When Abdullaziz Al Shukry and his wife became proud parents of a baby boy, little did they know that their happiness was momentary.
“The mystery began when Abdullah was born. He began vomiting and would not breast feed and was transferred almost immediately to an ICU in Kuwait and stayed there for four months. They could not tell us what was wrong in Kuwait and we were so worried – we wanted to make sure our son had the best treatment,” recalls Abdullaziz.
“One of the doctors said that it was due to a lack of oxygen. Another said it was liquids on the brain and he would get better while one doctor said he would not live another six months. I was so worried. We didn’t know what was wrong with Abdullah,” the dad says.
Finally, it was Great Ormond Street Hospital (GOSH) that offered them their answer.
Once at GOSH, Abdullah was seen by Dr Sophia Varadkar, an expert neurologist, who diagnosed the baby with a rare condition known as molybdenum cofactor deficiency. The condition is caused by the absence of molybdenum cofactor which leads to an accumulation of toxic levels of sulphite and neurological damage. Abdullaziz remarks how grateful the family was to know what was wrong so that they could begin to care for him properly: “Previously I was worried about him, now we know what is wrong, I am happier. We were lucky to have amazing doctors treating our son. They treated him like their own child - they took amazing care of him.”
The little one also had other series of complications including a hypertrophic cardiomyopathy, which is a condition where the heart muscle overgrows and causes problems in the outflow of blood from the left sided pumping chamber. He was then referred to the expert care of Dr Alessandro Giardini, a paediatric cardiologist at GOSH specialising in the care of children with congenital heart disease and hypertrophic cardiomyopathy.
“Abdullah had hypertrophic cardiomyopathy which was causing his heart muscle to bugle, causing a narrowing on the way out of the left side of the heart. The condition meant he was very vulnerable to even small infections. If he had caught an infection it would have put his heart under a great strain that could have potentially caused him to suddenly die.” Dr Giardini explains. “This condition is very common in adults and although rarer in children it is not unheard of. We need to raise the awareness of this condition for the public, as it can result in sudden death. It causes chest pain, shortness of breath, palpitations and sometimes sudden death, but it can be treated and managed.”
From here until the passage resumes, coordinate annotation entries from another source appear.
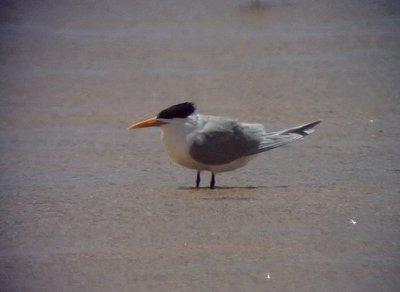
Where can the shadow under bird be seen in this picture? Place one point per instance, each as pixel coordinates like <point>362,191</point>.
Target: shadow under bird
<point>215,144</point>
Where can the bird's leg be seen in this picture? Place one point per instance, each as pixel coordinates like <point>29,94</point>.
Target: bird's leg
<point>198,179</point>
<point>212,182</point>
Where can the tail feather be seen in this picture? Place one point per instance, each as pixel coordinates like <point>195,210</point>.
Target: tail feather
<point>303,130</point>
<point>276,139</point>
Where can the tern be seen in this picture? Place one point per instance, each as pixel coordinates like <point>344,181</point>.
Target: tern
<point>215,144</point>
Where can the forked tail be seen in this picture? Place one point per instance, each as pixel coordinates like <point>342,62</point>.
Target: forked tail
<point>276,139</point>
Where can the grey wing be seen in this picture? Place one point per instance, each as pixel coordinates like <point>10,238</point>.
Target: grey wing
<point>221,142</point>
<point>276,139</point>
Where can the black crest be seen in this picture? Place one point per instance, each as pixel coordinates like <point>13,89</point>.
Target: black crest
<point>181,110</point>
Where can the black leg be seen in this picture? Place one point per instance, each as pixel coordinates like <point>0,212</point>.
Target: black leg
<point>212,183</point>
<point>198,179</point>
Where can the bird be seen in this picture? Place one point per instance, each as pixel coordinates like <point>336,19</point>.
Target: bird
<point>215,144</point>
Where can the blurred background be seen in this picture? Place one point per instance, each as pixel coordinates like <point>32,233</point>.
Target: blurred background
<point>87,205</point>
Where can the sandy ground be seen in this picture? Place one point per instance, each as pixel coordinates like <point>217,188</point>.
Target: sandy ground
<point>89,206</point>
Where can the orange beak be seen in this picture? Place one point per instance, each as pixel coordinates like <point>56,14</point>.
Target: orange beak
<point>152,122</point>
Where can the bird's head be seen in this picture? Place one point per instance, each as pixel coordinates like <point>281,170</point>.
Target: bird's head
<point>177,111</point>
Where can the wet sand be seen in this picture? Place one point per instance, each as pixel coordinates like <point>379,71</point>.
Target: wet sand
<point>88,206</point>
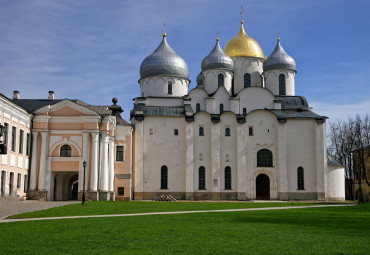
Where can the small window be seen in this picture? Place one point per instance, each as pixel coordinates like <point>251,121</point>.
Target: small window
<point>227,177</point>
<point>19,178</point>
<point>201,131</point>
<point>220,80</point>
<point>197,107</point>
<point>120,153</point>
<point>65,151</point>
<point>247,80</point>
<point>282,89</point>
<point>300,177</point>
<point>202,177</point>
<point>170,87</point>
<point>21,136</point>
<point>164,177</point>
<point>121,191</point>
<point>14,137</point>
<point>264,158</point>
<point>227,131</point>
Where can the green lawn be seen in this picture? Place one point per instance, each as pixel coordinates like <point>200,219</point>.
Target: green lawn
<point>110,207</point>
<point>337,230</point>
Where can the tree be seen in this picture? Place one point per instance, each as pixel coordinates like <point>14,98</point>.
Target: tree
<point>348,143</point>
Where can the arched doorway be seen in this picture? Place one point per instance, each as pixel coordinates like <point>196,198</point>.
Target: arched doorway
<point>263,187</point>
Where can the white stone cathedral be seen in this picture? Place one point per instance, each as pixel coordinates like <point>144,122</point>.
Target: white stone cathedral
<point>241,134</point>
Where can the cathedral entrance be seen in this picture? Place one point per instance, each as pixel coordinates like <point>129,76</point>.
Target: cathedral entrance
<point>262,187</point>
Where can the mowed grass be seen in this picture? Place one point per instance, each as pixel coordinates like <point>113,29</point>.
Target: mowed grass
<point>336,230</point>
<point>110,207</point>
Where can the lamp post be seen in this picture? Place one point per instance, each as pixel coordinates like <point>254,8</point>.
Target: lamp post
<point>83,187</point>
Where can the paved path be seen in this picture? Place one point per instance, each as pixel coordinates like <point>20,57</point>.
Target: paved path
<point>179,212</point>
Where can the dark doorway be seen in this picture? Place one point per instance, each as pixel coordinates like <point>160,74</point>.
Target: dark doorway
<point>262,187</point>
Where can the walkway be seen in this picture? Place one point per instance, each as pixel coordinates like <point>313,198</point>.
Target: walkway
<point>179,212</point>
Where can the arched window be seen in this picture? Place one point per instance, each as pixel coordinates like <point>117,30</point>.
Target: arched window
<point>282,90</point>
<point>202,177</point>
<point>220,80</point>
<point>227,131</point>
<point>164,177</point>
<point>300,177</point>
<point>65,151</point>
<point>227,177</point>
<point>170,87</point>
<point>197,107</point>
<point>247,80</point>
<point>264,158</point>
<point>201,131</point>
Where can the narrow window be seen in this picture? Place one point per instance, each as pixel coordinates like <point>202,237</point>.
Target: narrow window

“I had been managing Abdullah’s hypertrophic cardiomyopathy with medications for a number of years,” Dr Giardini explains, “Unfortunately, the situation evolved to the point where the medications were not sufficient anymore.” Dr Giardini was able to offer Abdullah an operation called a myectomy whereby some of the excess muscle of the heart is carved out and removed to allow space for the blood to come out of the left side of the heart. “As expected,” Dr Giardini says, “Abdullah’s recovery was long, but he has made very good progress and is much better than before the operation.”
While Abdullah will still have complications associated with molybdenum cofactor deficiency, he has recovered well from the operation. “He is still in the ICU but we are solving the problems now,” Abdullaziz says.
The baby’s future looks positive, with a loving family dedicated to providing full-time care for him, he is achieving things that his family weren’t sure were possible when he was first diagnosed. “We never expected him to be able to react to us because he has bilateral brain damage but he reacts to us: he knows exactly who he is talking to.”
Abdullaziz and his wife have taken great care in following expert advice to treat Abdullah as a normal boy. “I believe part of reason behind his progression is because of the care we give him and the fact we treat him like a normal boy. I take him everywhere,” Abdullaziz says proudly, “I take him swimming – he does everything. I am willing to do everything for him, he’s just amazing.”
Great Ormond Street Hospital in London is recognised as one of the few truly world-class hospitals for children.